Now, the next step is knowing who to employ and to do this, you really need to have done your organisational chart.  So an organisational chart shows each of the different functions your business has and who is in charge of the various aspects of making sure that function is completed and runs smoothly.  There are generally speaking 7-8 core functions of every business, no matter what it’s size is with a couple of optional functions depending on what your business is actually doing.  I’ll run through the functions quickly as today we aren’t really in the market to be talking about what each of them does:

  1. Finance
  2. Sales and marketing (could be separate depending on the size and strategy of your business)
  3. Customer service
  4. Operations
  5. Admin and business planning
  6. IT
  7. Legal

The optional functions you might need are:

  • Research and development
  • Production
  • Distribution
  • Purchasing.

Now at the moment, you are probably wearing most if not all of these different hats, and that is perfectly normal in a business which is poised to grow.  But it won’t grow if you continue to hold onto all of these hats. Let’s just run some numbers on these hats.  If each hat is one job role, then one person would be giving 100% to that job role.  If you are doing all hats that means you are trying to squeeze 700% – 800% out of yourself which just isn’t possible or if you are doing it, it’s not sustainable and you will burn out.

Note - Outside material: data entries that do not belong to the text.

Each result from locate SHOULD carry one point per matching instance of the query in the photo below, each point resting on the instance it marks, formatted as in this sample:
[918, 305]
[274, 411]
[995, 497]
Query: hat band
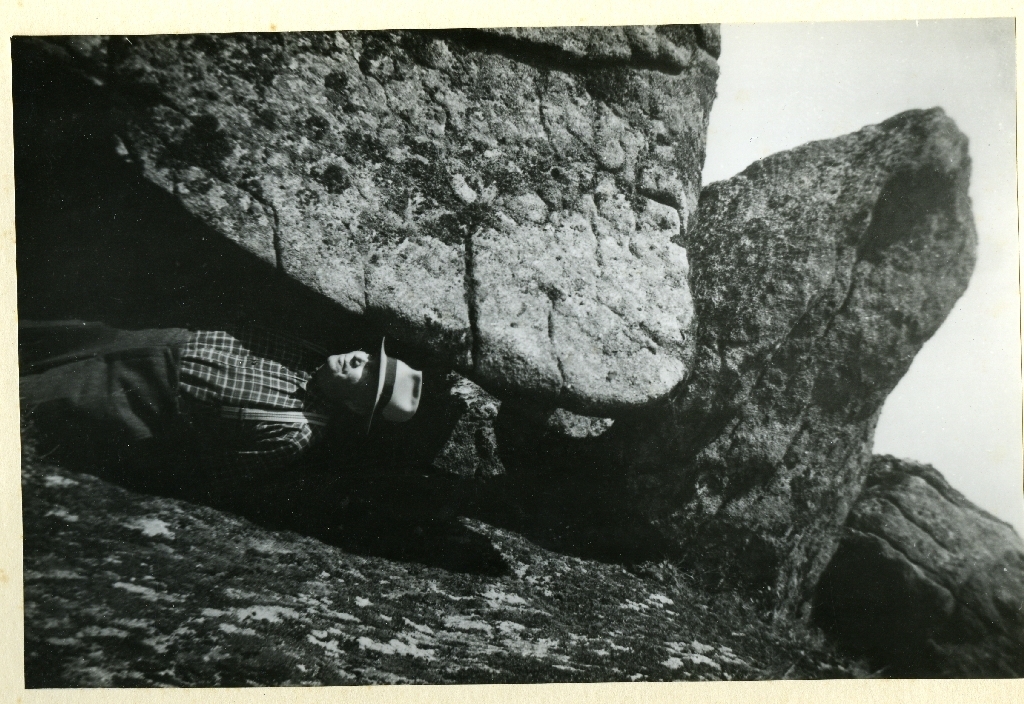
[390, 375]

It can be pretty daunting handing over to someone new try to think of it as more of a delegation process which should help to get your mind around no longer doing some of this stuff.  So, how do you choose which one to delegate to first?  Personally I would pick on an area which you either hate doing, don’t know how to do or spend too much of your valuable time doing when you should be focusing on growing the business.  Usually it comes down to either the finance function or the admin function. 

I should make clear here that we aren’t necessarily talking about going from zero employees to full time employees.  You can outsource, use contractors, casuals, whatever it takes to help take some of the work off your plate and free up your time. And crucially, make it affordable. Which really becomes the crunch point here, when should you be recruiting for this illusive first employee.  Well, there’s no hard and fast rule because it really depends on your unique business and your strategy for the business however, I will say, much earlier than you think you should be.  I have made this mistake and trust me, all it does is hinder growth and stress yourself out (which just further hinders growth).  Basically as soon as you have the cashflow or the promise of the cashflow, hire the employee so you can make that cashflow a reality. Rinse and repeat.

Ok, but how do you afford to do it because at the end of the day, you have to pay them.  Well a strategy with use frequently for our clients is the use of bank accounts as buckets.  And by this I mean we use different bank accounts to manage different aspects of the business.  So in this instance we would set-up another bank account bucket as soon as we became aware that an employee was needed – this may be 6 months ahead of actually hiring them.  We then have our clients pay into this bucket straight away, in other words, we start saving for the new employee’s salary.  With every new employee there is a bit of downtime when they first start and you are onboarding them.  During this period you aren’t doing as much work as normal as you are spending your time with them training.  This money will help to pay their salary during this period without putting an extra constraint on the business during the onboarding process.

This strategy works especially well when fulltime employees are being brought in, if you are using contractors or casual employees there is nothing to stop you from doing the same thing so you can keep a track of your spend.

Right, so there we have it, what you need to do behind the scenes to be employee-ready, how to go about choosing which employee to bring in first, when to bring on your first employee and how to afford it.  Now that you are armed and ready to go, you have no excuses to going out and hiring your first employee! 


I hope you’ve found this useful, and I will catch you in the next one!